Baixe aqui o artigo “La tierra y las reformas agrarias en América Latina una mirada al pasado y perspectivas

A América Latina carrega consigo uma história agrária marcada por profundas contradições. Desde os tempos coloniais, quando a terra foi concentrada nas mãos de uma elite por meio das sesmarias e encomiendas, até os dias atuais — em que a estrangeirização e a financeirização do solo rural desafiam a soberania dos Estados nacionais —, a questão fundiária permanece como um tema central para o desenvolvimento da região.

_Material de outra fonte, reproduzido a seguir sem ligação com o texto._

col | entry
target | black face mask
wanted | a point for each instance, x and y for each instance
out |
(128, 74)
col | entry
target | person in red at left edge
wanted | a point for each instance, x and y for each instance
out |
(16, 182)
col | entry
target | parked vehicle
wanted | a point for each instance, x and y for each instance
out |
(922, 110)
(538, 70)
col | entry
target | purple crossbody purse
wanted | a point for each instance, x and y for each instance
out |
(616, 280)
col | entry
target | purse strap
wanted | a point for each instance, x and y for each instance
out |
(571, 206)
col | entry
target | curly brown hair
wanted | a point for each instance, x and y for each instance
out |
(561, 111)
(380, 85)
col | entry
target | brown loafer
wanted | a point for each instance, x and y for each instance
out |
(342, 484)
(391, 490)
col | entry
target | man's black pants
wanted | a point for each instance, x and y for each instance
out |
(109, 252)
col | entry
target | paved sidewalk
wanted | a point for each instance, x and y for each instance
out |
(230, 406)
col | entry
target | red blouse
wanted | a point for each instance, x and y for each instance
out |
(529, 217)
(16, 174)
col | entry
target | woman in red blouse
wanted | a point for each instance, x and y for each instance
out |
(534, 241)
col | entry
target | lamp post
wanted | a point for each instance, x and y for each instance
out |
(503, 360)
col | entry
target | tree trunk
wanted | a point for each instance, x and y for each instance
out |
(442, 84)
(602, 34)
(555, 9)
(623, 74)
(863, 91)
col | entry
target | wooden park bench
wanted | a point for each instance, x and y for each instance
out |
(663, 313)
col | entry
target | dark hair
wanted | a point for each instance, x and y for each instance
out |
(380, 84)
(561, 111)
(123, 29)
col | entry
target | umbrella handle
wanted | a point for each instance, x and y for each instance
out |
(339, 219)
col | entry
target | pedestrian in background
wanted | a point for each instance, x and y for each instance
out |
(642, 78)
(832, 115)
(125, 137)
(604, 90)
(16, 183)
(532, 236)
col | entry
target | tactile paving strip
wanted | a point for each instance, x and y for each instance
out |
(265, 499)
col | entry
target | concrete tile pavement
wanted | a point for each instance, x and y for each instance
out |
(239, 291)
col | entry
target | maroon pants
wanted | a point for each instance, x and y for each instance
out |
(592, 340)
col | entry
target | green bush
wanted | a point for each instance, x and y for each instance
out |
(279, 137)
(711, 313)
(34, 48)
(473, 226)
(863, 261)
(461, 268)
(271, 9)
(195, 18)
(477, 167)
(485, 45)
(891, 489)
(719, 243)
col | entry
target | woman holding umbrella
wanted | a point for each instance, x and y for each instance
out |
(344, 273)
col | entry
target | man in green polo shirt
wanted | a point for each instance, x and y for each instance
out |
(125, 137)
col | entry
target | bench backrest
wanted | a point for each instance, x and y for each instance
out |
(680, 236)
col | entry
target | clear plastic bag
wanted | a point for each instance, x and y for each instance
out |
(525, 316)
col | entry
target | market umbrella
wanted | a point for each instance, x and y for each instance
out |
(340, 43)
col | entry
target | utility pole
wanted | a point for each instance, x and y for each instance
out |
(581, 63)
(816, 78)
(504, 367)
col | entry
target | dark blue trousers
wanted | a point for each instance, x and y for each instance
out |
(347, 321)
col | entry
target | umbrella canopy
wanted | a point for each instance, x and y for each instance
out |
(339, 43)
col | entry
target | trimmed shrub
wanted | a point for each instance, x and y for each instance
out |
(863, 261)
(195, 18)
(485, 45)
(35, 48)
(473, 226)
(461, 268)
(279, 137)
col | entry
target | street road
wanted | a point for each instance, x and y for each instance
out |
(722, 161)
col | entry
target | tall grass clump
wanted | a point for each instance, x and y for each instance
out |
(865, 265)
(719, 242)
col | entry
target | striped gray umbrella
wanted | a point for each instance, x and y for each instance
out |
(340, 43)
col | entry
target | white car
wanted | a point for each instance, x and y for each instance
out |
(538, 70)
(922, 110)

É nesse contexto que o estudo “La tierra y las reformas agrarias en América Latina: una mirada al pasado y perspectivas”, de autoria do sociólogo Sergio Gómez, Professor Associado da FLACSO-Chile y ex-consultor da Organização das Nações Unidas para a Alimentação e a Agricultura (FAO), oferece uma visão global para a compreensão das transformações agrárias no subcontinente. 

O trabalho, originalmente apresentado em 2008 e revisado em 2014, oferece uma análise minuciosa das reformas agrárias implementadas ao longo do século XX, destacando seus avanços, limitações e o atual cenário de concentração de terras. Gómez, que além de pesquisador foi ator em processos reformistas no Chile, conjuga o rigor acadêmico com uma perspectiva crítica, evitando simplificações e reconhecendo a complexidade de um tema que permanece tão atual quanto polêmico. 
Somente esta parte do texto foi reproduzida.